Лица святых от Иисуса к нам

— А это платье?

Идучи в суд, Франциск нарядился в то великолепное, самых ярких и мягких шелков, праздничное платье, которое получил от матери.

Он взглянул на него так, как будто только теперь вспомнил о нем, и усмехнулся тою же тихой усмешкой, с какой тогда, увязывая в узел нищенские лохмотья, сказал матери: «Это на память!»

— Ваша правда, монсиньор, — ответил, заглянув ему опять прямо в лицо и все так же тихо усмехаясь, — ваша правда: платье на мне чужое, но я его отдам сейчас…

Так отвечал Франциск, и вдруг начал расстегивать пуговки на воротнике камзола: первую, вторую, третью, — все расстегнул; потом — на груди; потом, спустив камзол с левого плеча, вынул из рукава левую руку, потом правую.
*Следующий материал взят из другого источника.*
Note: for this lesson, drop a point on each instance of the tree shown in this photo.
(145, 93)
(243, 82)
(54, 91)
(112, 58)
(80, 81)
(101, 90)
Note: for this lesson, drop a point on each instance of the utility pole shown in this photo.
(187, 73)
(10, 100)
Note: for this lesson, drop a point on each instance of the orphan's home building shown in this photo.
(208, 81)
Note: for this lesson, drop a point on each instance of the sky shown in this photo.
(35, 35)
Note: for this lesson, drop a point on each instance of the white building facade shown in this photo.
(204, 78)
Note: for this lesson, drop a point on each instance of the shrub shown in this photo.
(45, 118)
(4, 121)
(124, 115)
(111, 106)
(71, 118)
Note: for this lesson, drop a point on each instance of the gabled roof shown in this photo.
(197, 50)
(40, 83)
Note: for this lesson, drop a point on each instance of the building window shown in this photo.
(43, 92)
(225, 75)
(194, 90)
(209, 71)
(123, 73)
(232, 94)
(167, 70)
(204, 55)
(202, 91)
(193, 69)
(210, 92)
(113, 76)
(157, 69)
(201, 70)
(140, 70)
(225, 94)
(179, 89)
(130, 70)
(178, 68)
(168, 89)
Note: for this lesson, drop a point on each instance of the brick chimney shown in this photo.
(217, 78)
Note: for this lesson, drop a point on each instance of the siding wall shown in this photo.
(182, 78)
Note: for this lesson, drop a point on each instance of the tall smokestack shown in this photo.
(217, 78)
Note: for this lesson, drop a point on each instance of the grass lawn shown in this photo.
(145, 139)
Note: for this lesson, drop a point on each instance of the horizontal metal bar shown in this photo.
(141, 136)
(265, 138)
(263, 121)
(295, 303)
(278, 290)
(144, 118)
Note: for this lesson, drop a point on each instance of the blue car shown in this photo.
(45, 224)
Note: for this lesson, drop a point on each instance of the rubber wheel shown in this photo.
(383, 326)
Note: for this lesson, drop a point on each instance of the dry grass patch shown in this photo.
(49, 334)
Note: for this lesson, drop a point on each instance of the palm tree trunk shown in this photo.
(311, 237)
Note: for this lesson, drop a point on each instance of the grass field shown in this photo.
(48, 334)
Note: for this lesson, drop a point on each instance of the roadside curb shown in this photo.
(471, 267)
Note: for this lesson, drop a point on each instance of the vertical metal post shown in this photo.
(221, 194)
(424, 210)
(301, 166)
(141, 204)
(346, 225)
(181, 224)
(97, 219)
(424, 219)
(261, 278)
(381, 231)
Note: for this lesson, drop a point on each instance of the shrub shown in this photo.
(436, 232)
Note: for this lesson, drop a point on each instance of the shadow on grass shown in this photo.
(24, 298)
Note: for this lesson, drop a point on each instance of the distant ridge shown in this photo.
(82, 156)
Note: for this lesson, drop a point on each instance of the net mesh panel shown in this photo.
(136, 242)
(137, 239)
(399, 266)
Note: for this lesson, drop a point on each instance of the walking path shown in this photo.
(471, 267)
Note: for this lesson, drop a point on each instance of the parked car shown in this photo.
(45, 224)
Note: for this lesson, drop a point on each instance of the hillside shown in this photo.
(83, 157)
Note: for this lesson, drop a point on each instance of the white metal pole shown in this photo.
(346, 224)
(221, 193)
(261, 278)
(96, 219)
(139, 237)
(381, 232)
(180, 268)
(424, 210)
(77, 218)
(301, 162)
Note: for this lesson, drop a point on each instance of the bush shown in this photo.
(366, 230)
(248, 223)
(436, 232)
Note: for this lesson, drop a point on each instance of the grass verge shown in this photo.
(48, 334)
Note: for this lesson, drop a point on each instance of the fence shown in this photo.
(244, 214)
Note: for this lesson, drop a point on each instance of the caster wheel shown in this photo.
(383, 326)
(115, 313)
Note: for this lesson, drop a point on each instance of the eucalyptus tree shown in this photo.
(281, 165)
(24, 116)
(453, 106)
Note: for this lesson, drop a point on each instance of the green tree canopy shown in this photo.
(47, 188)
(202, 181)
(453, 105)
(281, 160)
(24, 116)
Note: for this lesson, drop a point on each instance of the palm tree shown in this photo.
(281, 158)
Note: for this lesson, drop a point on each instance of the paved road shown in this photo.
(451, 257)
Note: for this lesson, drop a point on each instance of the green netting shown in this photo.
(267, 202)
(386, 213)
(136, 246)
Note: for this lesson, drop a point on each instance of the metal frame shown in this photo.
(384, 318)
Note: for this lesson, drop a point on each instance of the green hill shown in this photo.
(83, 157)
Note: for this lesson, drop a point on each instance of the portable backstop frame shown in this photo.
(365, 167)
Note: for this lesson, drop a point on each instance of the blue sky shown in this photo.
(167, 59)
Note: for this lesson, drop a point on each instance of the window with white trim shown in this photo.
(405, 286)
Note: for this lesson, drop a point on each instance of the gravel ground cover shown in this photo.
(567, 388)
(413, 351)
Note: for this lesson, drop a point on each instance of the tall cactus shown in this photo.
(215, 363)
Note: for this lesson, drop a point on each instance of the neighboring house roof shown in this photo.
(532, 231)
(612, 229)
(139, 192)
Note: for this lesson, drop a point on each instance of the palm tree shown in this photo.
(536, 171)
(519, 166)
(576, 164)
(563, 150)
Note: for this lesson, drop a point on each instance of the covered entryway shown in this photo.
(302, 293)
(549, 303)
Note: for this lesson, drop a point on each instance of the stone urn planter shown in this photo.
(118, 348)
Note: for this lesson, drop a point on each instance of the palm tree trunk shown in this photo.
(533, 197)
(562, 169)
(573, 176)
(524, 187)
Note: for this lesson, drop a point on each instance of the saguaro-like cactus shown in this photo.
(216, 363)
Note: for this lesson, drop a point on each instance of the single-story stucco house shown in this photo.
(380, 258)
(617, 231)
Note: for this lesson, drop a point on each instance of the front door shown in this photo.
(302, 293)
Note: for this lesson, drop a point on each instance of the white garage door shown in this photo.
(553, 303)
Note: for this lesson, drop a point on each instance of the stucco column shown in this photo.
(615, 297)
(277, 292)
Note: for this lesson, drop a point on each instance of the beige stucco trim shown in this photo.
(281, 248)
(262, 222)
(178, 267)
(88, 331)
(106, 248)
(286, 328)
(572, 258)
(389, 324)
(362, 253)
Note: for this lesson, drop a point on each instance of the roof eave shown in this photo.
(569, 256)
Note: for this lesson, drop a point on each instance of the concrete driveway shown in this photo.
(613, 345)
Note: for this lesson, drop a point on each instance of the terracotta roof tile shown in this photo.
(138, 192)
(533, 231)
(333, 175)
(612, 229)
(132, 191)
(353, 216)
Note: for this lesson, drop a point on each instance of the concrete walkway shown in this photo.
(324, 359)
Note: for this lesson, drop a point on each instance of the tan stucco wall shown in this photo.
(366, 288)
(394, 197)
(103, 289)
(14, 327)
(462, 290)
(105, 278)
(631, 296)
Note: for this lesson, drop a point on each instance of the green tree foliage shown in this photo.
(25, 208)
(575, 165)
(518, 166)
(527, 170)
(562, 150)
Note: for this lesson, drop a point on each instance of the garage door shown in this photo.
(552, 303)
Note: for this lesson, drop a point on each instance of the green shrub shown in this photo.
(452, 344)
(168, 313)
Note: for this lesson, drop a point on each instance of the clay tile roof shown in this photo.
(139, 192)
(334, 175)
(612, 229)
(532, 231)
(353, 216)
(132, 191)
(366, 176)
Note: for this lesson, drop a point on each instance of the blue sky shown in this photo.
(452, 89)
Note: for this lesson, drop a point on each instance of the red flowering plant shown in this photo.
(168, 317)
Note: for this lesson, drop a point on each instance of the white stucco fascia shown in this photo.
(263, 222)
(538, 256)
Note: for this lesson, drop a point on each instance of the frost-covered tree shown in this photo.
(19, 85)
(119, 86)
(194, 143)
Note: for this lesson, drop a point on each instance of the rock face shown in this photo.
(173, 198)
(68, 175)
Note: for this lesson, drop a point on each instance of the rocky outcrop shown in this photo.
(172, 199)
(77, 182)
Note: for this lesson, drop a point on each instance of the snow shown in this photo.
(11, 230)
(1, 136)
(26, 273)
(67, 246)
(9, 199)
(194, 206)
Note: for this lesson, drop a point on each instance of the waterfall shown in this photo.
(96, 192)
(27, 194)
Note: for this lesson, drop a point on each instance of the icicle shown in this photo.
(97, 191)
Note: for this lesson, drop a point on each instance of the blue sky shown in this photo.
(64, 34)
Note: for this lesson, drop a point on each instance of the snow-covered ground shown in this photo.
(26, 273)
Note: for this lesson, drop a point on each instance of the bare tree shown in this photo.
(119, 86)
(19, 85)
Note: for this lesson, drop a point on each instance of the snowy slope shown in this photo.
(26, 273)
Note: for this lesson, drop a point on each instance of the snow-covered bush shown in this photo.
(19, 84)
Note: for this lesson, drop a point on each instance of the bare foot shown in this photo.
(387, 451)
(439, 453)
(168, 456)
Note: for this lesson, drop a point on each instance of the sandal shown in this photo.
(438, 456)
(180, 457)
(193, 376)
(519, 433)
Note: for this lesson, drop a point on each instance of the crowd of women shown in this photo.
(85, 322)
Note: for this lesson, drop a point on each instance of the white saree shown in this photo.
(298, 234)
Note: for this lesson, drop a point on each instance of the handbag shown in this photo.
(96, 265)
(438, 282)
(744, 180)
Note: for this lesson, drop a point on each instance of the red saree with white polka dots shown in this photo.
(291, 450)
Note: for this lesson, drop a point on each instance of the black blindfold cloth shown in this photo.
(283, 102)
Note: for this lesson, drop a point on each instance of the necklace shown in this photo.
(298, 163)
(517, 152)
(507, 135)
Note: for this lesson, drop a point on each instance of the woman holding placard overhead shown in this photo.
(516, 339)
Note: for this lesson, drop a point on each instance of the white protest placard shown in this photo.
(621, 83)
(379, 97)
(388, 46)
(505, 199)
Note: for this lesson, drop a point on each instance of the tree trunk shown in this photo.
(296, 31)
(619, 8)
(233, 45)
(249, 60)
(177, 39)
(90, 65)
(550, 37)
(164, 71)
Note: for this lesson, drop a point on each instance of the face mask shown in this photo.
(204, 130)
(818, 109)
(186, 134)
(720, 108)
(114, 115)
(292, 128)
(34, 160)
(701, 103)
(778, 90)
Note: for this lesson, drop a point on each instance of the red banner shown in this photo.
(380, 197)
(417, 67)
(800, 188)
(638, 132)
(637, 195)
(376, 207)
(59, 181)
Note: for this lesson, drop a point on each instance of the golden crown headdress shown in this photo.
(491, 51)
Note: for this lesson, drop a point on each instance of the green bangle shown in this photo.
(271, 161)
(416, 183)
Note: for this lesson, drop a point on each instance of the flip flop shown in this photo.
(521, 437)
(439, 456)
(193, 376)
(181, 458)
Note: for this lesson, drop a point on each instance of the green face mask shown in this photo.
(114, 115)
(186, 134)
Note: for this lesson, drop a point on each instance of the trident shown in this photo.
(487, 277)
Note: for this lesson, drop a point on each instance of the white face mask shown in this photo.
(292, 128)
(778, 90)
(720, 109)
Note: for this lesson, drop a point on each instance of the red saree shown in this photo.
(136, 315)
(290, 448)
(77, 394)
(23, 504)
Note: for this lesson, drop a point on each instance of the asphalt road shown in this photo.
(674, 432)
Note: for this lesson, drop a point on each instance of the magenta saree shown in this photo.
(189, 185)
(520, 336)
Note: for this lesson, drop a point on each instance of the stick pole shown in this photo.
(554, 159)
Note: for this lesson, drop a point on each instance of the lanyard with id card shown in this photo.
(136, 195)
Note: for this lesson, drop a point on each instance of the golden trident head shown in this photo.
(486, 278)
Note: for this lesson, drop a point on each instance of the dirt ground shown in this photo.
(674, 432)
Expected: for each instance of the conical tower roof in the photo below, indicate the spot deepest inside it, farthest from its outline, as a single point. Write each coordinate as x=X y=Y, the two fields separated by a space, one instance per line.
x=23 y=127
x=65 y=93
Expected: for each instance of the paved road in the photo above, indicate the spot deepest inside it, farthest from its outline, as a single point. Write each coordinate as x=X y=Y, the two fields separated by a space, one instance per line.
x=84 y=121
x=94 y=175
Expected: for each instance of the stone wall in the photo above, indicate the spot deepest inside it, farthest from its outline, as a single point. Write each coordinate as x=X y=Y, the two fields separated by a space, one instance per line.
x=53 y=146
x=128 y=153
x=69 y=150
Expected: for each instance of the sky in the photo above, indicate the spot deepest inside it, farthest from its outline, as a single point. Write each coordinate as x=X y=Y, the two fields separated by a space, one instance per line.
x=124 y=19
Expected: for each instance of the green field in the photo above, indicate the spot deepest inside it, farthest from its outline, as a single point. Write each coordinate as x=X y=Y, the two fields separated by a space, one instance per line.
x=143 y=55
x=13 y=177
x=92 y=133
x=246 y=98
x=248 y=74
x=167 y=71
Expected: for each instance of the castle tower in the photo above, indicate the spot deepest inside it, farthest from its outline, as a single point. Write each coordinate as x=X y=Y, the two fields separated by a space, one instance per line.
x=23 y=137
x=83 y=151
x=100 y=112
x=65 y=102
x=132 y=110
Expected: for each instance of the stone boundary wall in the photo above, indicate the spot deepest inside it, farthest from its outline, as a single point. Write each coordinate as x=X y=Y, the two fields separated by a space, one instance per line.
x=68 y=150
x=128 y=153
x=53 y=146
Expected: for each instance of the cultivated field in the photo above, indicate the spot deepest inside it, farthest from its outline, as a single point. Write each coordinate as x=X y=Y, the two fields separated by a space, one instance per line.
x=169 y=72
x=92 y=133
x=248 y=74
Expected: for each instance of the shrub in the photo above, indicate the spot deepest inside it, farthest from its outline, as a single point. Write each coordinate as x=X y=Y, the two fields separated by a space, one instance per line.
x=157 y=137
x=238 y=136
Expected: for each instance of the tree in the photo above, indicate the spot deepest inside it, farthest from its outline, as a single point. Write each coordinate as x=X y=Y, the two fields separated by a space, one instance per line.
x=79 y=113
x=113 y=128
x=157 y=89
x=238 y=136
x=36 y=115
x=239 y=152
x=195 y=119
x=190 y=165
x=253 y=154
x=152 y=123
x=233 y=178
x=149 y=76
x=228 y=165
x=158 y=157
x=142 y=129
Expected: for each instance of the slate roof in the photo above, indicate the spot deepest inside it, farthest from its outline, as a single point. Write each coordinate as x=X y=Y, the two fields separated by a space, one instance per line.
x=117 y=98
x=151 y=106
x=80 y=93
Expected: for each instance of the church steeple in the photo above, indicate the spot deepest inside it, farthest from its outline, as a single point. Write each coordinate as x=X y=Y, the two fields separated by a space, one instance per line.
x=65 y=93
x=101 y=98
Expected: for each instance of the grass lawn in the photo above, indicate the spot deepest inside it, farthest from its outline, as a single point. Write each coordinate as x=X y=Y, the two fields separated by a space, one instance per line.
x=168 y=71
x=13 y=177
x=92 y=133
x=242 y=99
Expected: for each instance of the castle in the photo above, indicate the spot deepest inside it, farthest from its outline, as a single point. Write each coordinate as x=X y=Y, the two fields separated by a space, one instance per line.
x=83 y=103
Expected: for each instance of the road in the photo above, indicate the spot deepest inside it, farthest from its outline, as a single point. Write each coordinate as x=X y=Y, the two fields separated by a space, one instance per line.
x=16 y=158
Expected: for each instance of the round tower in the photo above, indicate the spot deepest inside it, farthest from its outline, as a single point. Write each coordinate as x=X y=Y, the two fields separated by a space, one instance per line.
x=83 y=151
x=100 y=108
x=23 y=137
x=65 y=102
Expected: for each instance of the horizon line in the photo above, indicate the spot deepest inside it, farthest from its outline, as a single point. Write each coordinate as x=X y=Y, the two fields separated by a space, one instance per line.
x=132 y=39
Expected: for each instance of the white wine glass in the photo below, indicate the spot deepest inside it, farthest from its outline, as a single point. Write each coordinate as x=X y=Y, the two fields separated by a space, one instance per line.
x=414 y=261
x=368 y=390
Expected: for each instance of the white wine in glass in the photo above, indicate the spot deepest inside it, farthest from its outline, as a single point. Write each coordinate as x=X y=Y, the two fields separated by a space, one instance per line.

«Чтó он делает? чтó он делает?» — не успел никто подумать в первую минуту, — так это было неожиданно, а в следующую минуту было уже поздно, потому что мысли и чувства у всех, в том числе и у опытнейшего в делах человеческих князя Церкви, поражены были и скованы большим удивлением, чем если бы Франциск, отделившись от пола, поднялся локтей на шесть и повис в воздухе: «этого не может быть, но вот есть», — такое чувство было у всех. И всего удивительнее было то, что в этот, всем показавшийся вечностью, миг никому не пришла в голову мысль, что Франциск «сошел с ума» или прикидывается сумасшедшим, «дурака валяет»; всего удивительнее было то, что в этот вечный миг более или менее смутно чувствовали все, что здесь, в этой судебной палате, а может быть, и во всем городе, во всей стране, во всем мире, человек разумнейший — он, Франциск (чувство это они забыли потом, и никто из них не поверил бы, что он мог это чувствовать). С жадным любопытством смотрели все на то, что он делает; кто начал только на это смотреть, тот уже не мог оторвать глаз, потому что чувствовал, что перед ним делается то, чего никто никогда еще не видел и, может быть, никогда уже не увидит.

XXVIII

Так же спокойно раздевался он перед всеми, как человек один в комнате, где его никто не видит, и так же весело, как, в знойный день, купальщик, перед тем, чтобы кинуться в студеную воду. Легки были все его движенья, быстры, точны и необходимы, как в пляске. В эту минуту Франциск был в самом деле «игрец-скоморох Божий», joculator Dei, как потом сам себя называл, — «канатный плясун», — но на какой высоте ужасающей! Что, если сорвется, упадет? Нет, не сорвется: по канату, как по большой дороге, ходит.

Весело, точно играл; но смутно чувствовали все, что если для него — это игра, то для них — самое трудное дело: как бы великое и страшное, никогда еще не совершавшееся в мире таинство — Очищение, Обнажение, Освобождение человека ото всего.

Скинул все, кроме легкой шелковой рубашки, матернего тоже подарка. Думали, что в ней и останется. Нет, — все таким же быстрым и точным, необходимым, как будто плясовым, движением поднял и ее над головой, скинул и бросил к ногам своим.

Тихо ахнули все, увидев смуглое, стройное, тонкое-тонкое, как из слоновой кости точенное, целомудренно, как у древних Олимпийских богов или у первого человека в раю, обнаженное тело. Чресла только обвивала узкая, черная, колюче-шершавая змея — власяница; но обнаженное тело казалось от нее еще обнаженнее. И так же, как на жаркой ниве колосья волнуются от сильного, свежего ветра, человеческие души взволновались от веяния Духа.

Быстро наклонился Франциск, поднял лежавшую у ног его одежду; подойдя к отцу, поклонился ему изысканно-вежливо, как рыцарь, победивший на турнире, — побежденному сопернику, и положил одежду у ног его.

Тот стоял как громом пораженный, неподвижнее, скованнее всех, но видно было, по лицу его, что если бы он только мог пошевелиться, то кинулся бы на Франциска, как тогда, на городской площади, где уличные мальчишки смеялись над ним; схватил бы его за горло и теперь, может быть, сделал бы то, чего тогда не сделал: задушил бы тут же, на месте.